Differences Aren’t Inherently Problematic

But denying them can be.

As a little girl, I witnessed and experienced the pain caused by uncontrolled anger and I adopted a strategy of compliance to protect myself from others’ intense reactions. I knew that whenever feelings got too heated, someone was likely to get hurt, and it might be me. So I tried to ignore differences and avoid conflict whenever possible. Whenever I found myself feeling angry, I immediately stuffed it and pretended that everything was fine. I relied on this tactic well into my marriage, until I eventually came to recognize its hidden costs.

Young couple with problemsAlthough Charlie and I didn’t fight very much, I spent years grumbling with resentment, feeling like a victim whenever we argued and feeling sorry for myself over how unfair our relationship seemed to be.
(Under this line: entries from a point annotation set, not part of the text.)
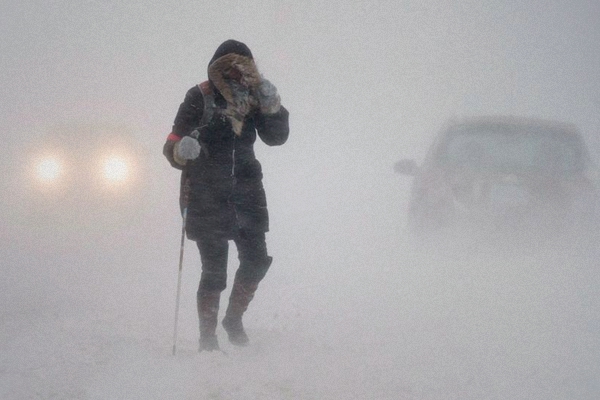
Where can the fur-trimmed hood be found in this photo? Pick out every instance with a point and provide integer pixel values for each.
(245, 93)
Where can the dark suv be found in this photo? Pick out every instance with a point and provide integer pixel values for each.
(505, 174)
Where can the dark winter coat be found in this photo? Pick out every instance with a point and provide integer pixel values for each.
(226, 191)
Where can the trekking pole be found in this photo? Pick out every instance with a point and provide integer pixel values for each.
(186, 189)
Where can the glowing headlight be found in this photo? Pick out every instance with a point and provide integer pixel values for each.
(49, 170)
(115, 169)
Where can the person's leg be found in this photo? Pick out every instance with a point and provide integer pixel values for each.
(213, 280)
(254, 263)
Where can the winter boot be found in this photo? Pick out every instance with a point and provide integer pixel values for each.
(241, 295)
(208, 310)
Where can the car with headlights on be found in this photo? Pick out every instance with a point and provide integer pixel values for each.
(75, 178)
(504, 174)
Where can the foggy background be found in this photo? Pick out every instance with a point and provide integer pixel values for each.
(347, 310)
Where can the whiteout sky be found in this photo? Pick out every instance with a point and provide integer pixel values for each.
(366, 83)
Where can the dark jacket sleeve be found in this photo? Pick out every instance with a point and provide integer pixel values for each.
(187, 119)
(273, 129)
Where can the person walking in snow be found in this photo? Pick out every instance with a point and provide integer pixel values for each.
(212, 142)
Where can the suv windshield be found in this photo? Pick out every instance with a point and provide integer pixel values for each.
(517, 148)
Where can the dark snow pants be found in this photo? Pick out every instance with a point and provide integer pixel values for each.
(252, 253)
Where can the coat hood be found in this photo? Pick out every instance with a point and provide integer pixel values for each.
(231, 46)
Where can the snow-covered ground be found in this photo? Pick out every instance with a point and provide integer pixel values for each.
(380, 321)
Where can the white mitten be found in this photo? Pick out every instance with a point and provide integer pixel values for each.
(187, 148)
(269, 99)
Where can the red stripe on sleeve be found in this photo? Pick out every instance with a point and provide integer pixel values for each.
(173, 137)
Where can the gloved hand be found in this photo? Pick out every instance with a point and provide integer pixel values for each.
(187, 148)
(269, 99)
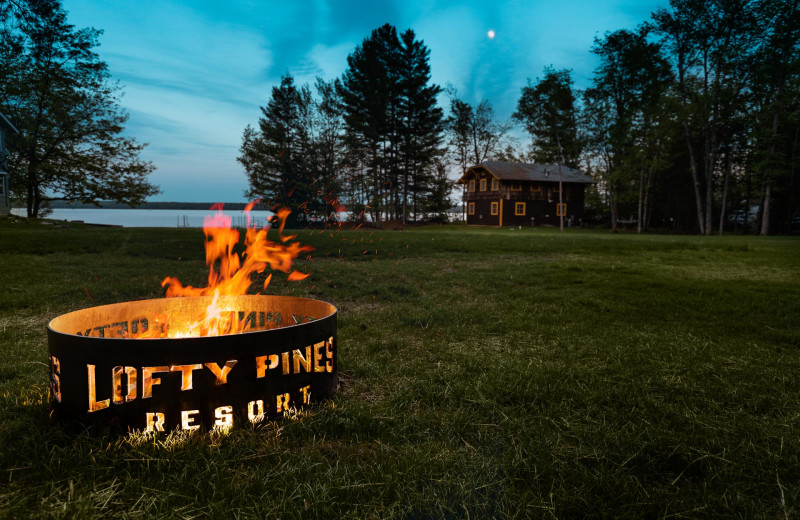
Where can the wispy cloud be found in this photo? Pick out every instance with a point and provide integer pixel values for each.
(196, 72)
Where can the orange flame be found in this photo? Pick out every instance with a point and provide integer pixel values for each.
(229, 273)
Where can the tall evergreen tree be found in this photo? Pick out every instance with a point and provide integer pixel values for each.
(279, 157)
(548, 112)
(421, 128)
(630, 86)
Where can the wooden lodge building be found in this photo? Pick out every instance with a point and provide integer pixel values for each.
(519, 194)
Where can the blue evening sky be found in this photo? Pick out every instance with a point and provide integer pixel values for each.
(195, 72)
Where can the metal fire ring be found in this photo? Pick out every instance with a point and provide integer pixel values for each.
(284, 358)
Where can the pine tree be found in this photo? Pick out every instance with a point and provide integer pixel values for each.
(279, 158)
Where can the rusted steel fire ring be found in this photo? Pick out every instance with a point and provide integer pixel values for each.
(285, 358)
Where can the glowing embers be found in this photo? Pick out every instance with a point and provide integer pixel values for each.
(217, 382)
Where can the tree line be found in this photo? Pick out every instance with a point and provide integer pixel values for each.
(691, 122)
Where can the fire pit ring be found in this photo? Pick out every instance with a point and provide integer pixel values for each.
(284, 358)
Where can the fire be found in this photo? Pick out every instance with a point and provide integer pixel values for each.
(229, 273)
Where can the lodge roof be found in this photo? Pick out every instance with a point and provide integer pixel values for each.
(5, 123)
(507, 171)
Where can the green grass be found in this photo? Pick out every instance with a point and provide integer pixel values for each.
(486, 374)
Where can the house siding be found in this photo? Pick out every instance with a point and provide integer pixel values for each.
(5, 201)
(540, 207)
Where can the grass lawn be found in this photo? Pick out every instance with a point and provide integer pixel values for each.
(486, 374)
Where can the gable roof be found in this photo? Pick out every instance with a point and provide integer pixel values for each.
(506, 171)
(4, 122)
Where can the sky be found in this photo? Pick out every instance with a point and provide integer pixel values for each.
(195, 72)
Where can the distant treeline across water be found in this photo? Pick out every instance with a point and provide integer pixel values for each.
(108, 204)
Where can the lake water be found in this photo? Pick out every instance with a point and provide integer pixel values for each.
(151, 217)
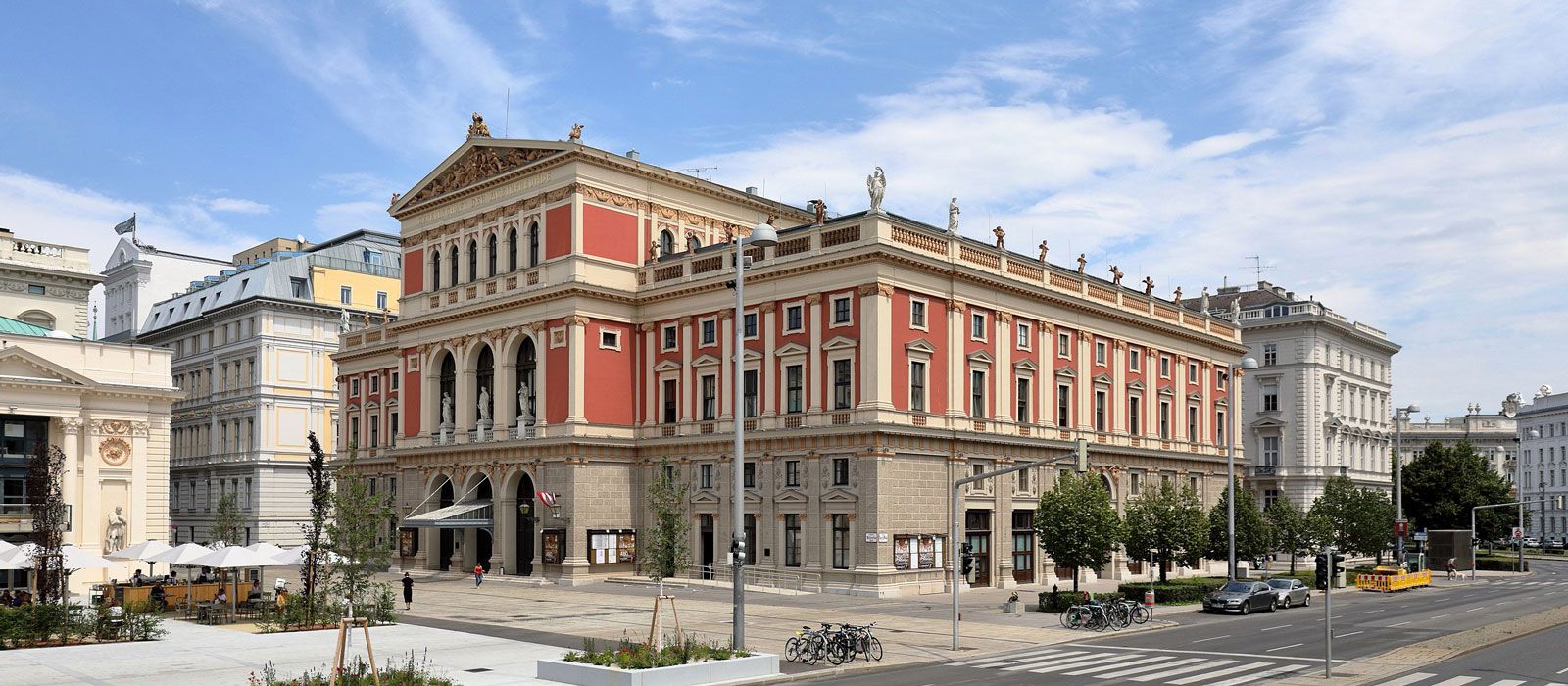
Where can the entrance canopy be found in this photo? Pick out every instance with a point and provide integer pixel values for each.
(462, 515)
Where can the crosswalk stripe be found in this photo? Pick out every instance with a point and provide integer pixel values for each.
(1070, 662)
(1173, 672)
(1200, 677)
(1254, 677)
(1118, 664)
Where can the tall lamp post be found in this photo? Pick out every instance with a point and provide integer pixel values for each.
(762, 235)
(1230, 468)
(1400, 416)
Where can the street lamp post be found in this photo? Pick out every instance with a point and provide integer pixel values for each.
(762, 235)
(1400, 416)
(1230, 470)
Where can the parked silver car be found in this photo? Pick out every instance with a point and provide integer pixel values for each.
(1291, 592)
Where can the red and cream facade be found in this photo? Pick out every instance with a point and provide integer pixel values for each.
(883, 361)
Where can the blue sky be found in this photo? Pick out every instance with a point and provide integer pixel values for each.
(1405, 165)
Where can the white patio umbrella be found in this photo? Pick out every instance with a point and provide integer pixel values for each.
(141, 552)
(234, 557)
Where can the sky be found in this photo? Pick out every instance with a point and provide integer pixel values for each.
(1405, 164)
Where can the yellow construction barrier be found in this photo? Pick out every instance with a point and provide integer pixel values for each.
(1393, 578)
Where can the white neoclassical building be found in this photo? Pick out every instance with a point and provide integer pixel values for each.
(1319, 403)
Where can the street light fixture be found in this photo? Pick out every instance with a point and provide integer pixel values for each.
(1400, 416)
(1230, 470)
(762, 235)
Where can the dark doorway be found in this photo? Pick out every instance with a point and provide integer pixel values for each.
(525, 520)
(708, 545)
(446, 534)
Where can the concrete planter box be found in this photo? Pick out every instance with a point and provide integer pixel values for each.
(717, 670)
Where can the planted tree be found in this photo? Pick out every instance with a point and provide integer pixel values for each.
(353, 536)
(1167, 525)
(1251, 528)
(1076, 523)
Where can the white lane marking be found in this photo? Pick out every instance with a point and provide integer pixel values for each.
(1253, 677)
(1200, 677)
(1118, 664)
(1173, 672)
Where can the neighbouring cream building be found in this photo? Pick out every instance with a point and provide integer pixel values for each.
(1492, 434)
(1544, 463)
(46, 284)
(566, 324)
(253, 350)
(1319, 403)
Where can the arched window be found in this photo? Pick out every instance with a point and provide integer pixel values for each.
(474, 261)
(527, 389)
(512, 249)
(533, 243)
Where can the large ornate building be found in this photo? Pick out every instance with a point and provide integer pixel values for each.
(253, 350)
(1319, 405)
(566, 324)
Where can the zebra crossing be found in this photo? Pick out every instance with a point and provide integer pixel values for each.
(1426, 678)
(1134, 666)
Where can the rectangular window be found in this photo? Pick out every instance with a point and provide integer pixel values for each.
(976, 393)
(670, 401)
(710, 397)
(841, 385)
(841, 541)
(792, 318)
(792, 541)
(917, 385)
(841, 311)
(750, 397)
(792, 389)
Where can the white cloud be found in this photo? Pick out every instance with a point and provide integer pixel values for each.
(237, 206)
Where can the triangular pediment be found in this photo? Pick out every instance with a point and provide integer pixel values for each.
(477, 160)
(18, 364)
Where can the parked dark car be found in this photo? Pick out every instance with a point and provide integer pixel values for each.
(1241, 597)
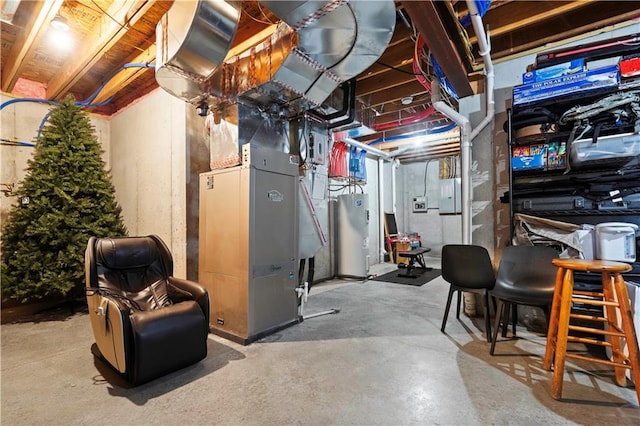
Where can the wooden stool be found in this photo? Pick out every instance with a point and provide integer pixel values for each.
(614, 297)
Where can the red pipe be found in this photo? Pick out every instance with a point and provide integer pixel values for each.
(404, 121)
(425, 83)
(416, 68)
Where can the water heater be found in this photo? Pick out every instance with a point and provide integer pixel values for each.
(352, 220)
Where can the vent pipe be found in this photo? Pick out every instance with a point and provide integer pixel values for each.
(193, 38)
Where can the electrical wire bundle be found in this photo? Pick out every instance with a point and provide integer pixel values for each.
(338, 160)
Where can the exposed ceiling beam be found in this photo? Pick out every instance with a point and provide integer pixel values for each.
(519, 15)
(126, 76)
(425, 17)
(95, 46)
(25, 45)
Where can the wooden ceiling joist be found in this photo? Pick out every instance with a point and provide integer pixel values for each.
(125, 15)
(520, 15)
(26, 44)
(425, 17)
(125, 77)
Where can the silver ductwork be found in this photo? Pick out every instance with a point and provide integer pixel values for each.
(317, 46)
(192, 39)
(337, 41)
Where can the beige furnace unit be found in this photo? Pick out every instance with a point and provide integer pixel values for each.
(248, 244)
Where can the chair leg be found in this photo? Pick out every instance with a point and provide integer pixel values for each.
(496, 325)
(487, 316)
(505, 312)
(446, 309)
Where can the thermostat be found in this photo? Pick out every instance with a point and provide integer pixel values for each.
(419, 204)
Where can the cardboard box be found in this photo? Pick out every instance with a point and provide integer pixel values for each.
(554, 71)
(586, 81)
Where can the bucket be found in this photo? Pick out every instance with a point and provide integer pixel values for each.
(616, 241)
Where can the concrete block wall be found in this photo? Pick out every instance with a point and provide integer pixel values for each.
(148, 139)
(20, 122)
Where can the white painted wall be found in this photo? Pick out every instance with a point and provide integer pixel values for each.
(148, 139)
(435, 229)
(21, 121)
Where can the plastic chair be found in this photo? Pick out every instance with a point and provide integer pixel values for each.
(467, 268)
(525, 277)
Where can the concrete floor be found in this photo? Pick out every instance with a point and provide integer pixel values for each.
(381, 360)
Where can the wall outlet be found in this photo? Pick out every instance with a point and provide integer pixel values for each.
(419, 204)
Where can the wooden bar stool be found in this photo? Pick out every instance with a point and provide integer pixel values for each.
(614, 299)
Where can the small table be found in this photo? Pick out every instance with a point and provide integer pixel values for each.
(414, 256)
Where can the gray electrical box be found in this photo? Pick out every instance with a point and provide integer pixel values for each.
(420, 204)
(248, 244)
(450, 196)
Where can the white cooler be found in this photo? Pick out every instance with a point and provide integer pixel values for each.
(616, 241)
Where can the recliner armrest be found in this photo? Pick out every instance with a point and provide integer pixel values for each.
(197, 292)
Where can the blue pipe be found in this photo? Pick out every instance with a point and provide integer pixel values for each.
(85, 103)
(442, 129)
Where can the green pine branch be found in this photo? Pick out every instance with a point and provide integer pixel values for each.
(66, 197)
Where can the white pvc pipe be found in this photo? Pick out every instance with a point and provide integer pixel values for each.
(465, 158)
(485, 50)
(381, 208)
(394, 170)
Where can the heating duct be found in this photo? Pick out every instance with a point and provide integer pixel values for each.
(317, 46)
(466, 134)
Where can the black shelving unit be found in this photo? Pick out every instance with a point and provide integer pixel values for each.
(598, 192)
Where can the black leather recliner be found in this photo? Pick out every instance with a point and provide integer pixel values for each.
(146, 322)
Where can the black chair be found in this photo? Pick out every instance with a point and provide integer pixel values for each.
(146, 322)
(467, 268)
(525, 277)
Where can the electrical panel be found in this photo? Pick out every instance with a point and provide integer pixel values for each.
(318, 147)
(450, 196)
(419, 204)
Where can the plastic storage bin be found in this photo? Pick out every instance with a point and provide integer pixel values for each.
(616, 241)
(612, 150)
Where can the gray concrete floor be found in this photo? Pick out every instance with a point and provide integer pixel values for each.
(381, 360)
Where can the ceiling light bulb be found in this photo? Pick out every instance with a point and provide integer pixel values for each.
(60, 23)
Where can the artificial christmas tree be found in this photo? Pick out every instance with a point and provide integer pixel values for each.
(66, 197)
It was I, not Charlie, who wouldn’t accept the angry feelings. When we did fight, it was often over the issue of my failure to honestly express myself. Charlie would get angry when he uncovered feelings of anger that. I had been trying to conceal. Eventually, all my withholding created a tension within me that became unbearable; and I could no longer keep up the pretense that everything was fine.

With Charlie’s encouragement, I began to express, rather than repress my anger when it came up.  He encouraged me to express my feelings, even when they came out  full of judgment and rage. I learned that when you’re recovering from a pattern of withholding, you’re probably going to have to go through a period of unskillful venting before the pendulum can swing back to a middle ground of respectful honesty. After practicing what felt like radical honesty, I discovered that my worst fears did not materialize. Charlie wasn’t shattered by my emotional outbursts nor did he retaliate and counterattack. What I had feared would destroy our relationship, in the long run has greatly deepened and strengthened it. And the pendulum has definitely swung to a middle ground.  I’ve learned not to fear our differences but to appreciate them and see them as an essential ingredient in the passion and intimacy that we share so much of in our relationship these days.

My experience has taught me that differences themselves are not inherently damaging to relationships, but the way we deal with them may be. They can be used as evidence that one of us is right and the other is wrong, thus justifying a negative view of the other person. Or they can be used as a means of creating greater awareness, appreciation, and understanding of each other’s unique perspectives. It is, after all, our differences more than our similarities that attracted us to each other in the first place.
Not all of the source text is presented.